With respect to the question of who was to make the sale of the repossessed trucks, one provision of the guaranty agreement indicates that the contemplated seller is not S & W—the provision that S & W waives notice of the sale.
The provisions of the agreement, however, throw little or no light as to the conduct and character of the sale of the repossessed trucks—whether the sale should be public or private and, if private, what measures should be taken to assure that a fair price would be received for each truck at the said sale. In other words, could the agreement properly be construed to permit a corporation in the position' of Mack to sell the repossessed truck to an affiliated company for, say, one dollar as the basis for determining the amount owed by S & W under the guaranty agreement? There is no showing in the record before us, however, that this was done in the case at bar.
The guiding principle to be applied in the construction of an ambiguous contract is that such construction should accord with the intention of the parties in the contract. (See the rule quoted above from the decision in McGhee Interests, Inc. v. Alexander Nat. Bank, supra.)
The obvious intention of Mack and S & W in entering into the said guaranty agreement was to assure that the purchase price of the truck be paid in full, either by the buyer or S & W or both. In other words, the intention was that Mack be “made whole” but not that Mack be “unjustly enriched” through an unfairly low sale price for the trucks after repossession. We have read nothing in the agreement indicating that the parties intended or contemplated that Mack would have the right to sell a repossessed truck at any kind of sale and for any amount, regardless of its relation to fair market value, and thus use the proceeds of the sale as the basis for determining the amount owed by S & W under the guaranty.
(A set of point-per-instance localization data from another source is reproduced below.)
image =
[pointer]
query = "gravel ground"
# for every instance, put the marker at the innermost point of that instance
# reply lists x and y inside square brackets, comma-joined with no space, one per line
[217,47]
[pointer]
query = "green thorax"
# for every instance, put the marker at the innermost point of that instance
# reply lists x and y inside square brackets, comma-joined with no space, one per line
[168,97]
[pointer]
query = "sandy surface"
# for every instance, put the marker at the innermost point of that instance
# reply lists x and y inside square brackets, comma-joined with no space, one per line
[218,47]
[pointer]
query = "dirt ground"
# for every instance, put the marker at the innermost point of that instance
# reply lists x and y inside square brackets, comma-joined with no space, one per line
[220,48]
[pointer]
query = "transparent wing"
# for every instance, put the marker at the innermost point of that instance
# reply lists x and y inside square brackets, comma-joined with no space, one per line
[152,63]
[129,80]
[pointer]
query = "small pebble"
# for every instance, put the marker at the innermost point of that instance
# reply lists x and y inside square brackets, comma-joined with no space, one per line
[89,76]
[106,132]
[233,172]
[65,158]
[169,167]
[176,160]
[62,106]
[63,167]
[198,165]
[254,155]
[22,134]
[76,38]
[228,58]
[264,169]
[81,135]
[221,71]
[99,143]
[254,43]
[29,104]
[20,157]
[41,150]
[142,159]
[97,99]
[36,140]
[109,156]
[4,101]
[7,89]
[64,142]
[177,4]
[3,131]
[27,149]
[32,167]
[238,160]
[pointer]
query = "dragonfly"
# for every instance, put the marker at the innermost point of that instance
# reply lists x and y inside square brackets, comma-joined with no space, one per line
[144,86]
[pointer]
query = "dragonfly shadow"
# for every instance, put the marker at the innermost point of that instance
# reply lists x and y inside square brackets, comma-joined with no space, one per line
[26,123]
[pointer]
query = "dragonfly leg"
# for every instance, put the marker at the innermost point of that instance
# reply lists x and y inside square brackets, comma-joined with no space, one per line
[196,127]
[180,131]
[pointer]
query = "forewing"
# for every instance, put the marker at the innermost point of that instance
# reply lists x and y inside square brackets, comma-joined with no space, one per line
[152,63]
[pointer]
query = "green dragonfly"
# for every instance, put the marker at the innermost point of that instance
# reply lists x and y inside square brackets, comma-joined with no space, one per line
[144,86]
Such a right, if abused, could easily convert the guaranty agreement from its nature as a shield for Mack into a sword against S & W.
We, therefore, in keeping with what we conceive to be the intention of the parties in the guaranty agreement in question, construe the agreement as providing that the sale of the repossessed trucks, whether the sale is conducted by Mack or otherwise, he carried out in good faith and in a sincere endeavor to sell at least for the fair market value, before the amount of the sale proceeds (less the expenses of retaking, storing, and selling the property, including attorneys’ fees and the costs of repairs and any other reasonable costs of preparing the property for sale, as provided in the agreement) can be used as the basis for computing the sum owed by S & W under the terms of the guaranty.
As we mentioned above, we find nothing in the record before us which suggests that the sales of the trucks in question after repossession were not bona fide sales conducted in a sincere endeavor to sell for their market value, but, on the other hand, there is nothing in the record showing that the said sales were such bona fide sales. Under these circumstances, in order to determine the rights of the parties in the guaranty agreement, as we have construed it above, it is necessary that the record contain the evidence of the parties pertinent to the question whether the sale of the repossessed trucks involved here was conducted in good faith and in a sincere *75endeavor to sell for at least the fair market value of the trucks.
Accordingly, the final judgment appealed from herein should be, and it is, reversed, and the cause remanded with instructions to hold a hearing for the purpose of receiving the evidence of all parties hereto on the question discussed in the last paragraph above, and then to enter a final judgment on the merits of this cause, in accordance with the views herein expressed.
Reversed and remanded with directions.
RAWLS, C. J., and JOHNSON, J., concur.